Make sure you go to Mambos Beach Party to dance the night away with the locals, which was some of the best music I heard along my travels… which isn’t really a huge claim, because I really didn’t hear anything other than EDM all over Asia. Snore!
Why Not Guest House (which is the only almost-hostel we really found) provided me with great cheap meals, prime location on the beach and pots of tea on tap. They have a ping pong table (winner winner!) and a cool tight rope out front, so you can test your patience on the beach! This is also where soooo many of the young Aussies were surfing from, so we made some pals quickly!
I swam with Giant sea turtles meters away from the shore, fed them sea weed every morning on the beach and even helped save the baby turtles by popping them into the water as they hatched.
Whale watching in Mirissa
Whilst the whale watching tours can be crowded, they’re also a great way to get up close and personal with one of the world’s largest animals. On my whale watching tour I saw 6 HUGE blue whales breach out of the Ocean, so I really did get lucky. As previously mentioned, I went in February and I think this was prime whale watching season, so make sure you check the dates before you go!
The Temple of the Tooth
The historical city of Kandy holds the sacred tooth relic in stunning architectural temple. It’s so beautiful to walk around and absorb the cultural aspect of Sri Lanka. Get yourself a traditional Curry and Roti in the town of Kandy afterwards, and eat it with your hands!!

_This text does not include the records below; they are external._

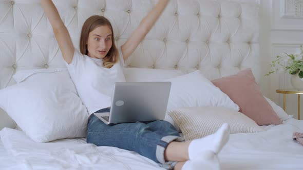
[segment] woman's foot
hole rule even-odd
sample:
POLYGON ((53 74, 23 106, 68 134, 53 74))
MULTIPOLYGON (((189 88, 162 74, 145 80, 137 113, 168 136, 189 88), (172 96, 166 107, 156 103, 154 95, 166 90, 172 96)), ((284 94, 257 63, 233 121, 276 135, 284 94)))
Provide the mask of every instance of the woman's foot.
POLYGON ((194 160, 203 152, 211 151, 218 154, 229 139, 230 129, 228 123, 224 123, 214 134, 193 140, 188 146, 190 160, 194 160))

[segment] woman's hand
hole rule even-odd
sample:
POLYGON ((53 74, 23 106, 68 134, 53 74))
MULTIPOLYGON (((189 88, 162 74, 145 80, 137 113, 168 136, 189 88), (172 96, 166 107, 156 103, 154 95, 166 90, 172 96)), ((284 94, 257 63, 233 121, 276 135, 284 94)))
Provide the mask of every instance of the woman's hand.
POLYGON ((149 32, 168 3, 169 0, 159 0, 156 6, 140 22, 127 41, 121 46, 124 61, 136 50, 139 44, 149 32))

Train Ride from Ella to Kandy
The most amazing landscape in Sri Lanka is viewed when taking the train from Ella to Kandy. It’s so beautiful and full of solid green vegetation!
Adam’s Peak, Ella
A truly stunning mountain village that offers a lot in the sense of hiking. Whether you want to be super adventurous and trek to the top of Adam’s Peak (prime time is as the sun is rising); or alternatively walk pleasantly through the tea fields to Little Adam’s Peak, which is a much easier climb but still has very rewarding views.
This stunning huge rock was a complete surprise to me! I went with the idea of just seeing the rock and had done very little research on what this thing actually was. So I was very pleasantly surprised to find that I could climb the rock and see the ruins of an old Monastery that has been built on top. The views were insane and it was honestly one of the coolest set of stairs to climb.
Pick tea in Nura Eliya
The tea plantations in Sri Lanka are so beautiful. Lush green vegetation and enough tea to satisfy the Brit in me for a lifetime! I was able to wear a Sari and pick tea with the locals.
Afterwards, you get to enjoy a cup of tea in the stunning grounds whilst your tea is dried and rolled into a packet for you to take home! Perfect day!
Food in Sri Lanka can be a bit pricey sometimes so make sure you head somewhere local and eat roti and spicy curry WITH YOUR HANDS. This was a totally new experience for me, and something that I actually really enjoyed…as weird as it was!
Visit a Local School
I was lucky enough to stay with a local family for a whole week and volunteer in a local school. This school was set up by the local church and was to help the local underprivileged kids. Obviously I took them Mars bars because EVERYONE needs a Mars bar to light up their day!
The Stilt Fishermen of Unawatuna
Well I wish I’d read this before I went. The fishermen AREN’T REAL. I know right, bummer! The sticks have no fishing line on the end of them and they’re only there for show! You actually have to PAY for a photo. Total tourist trap. BUT…. it is still SUPER pretty and I did pay for a photo anyway!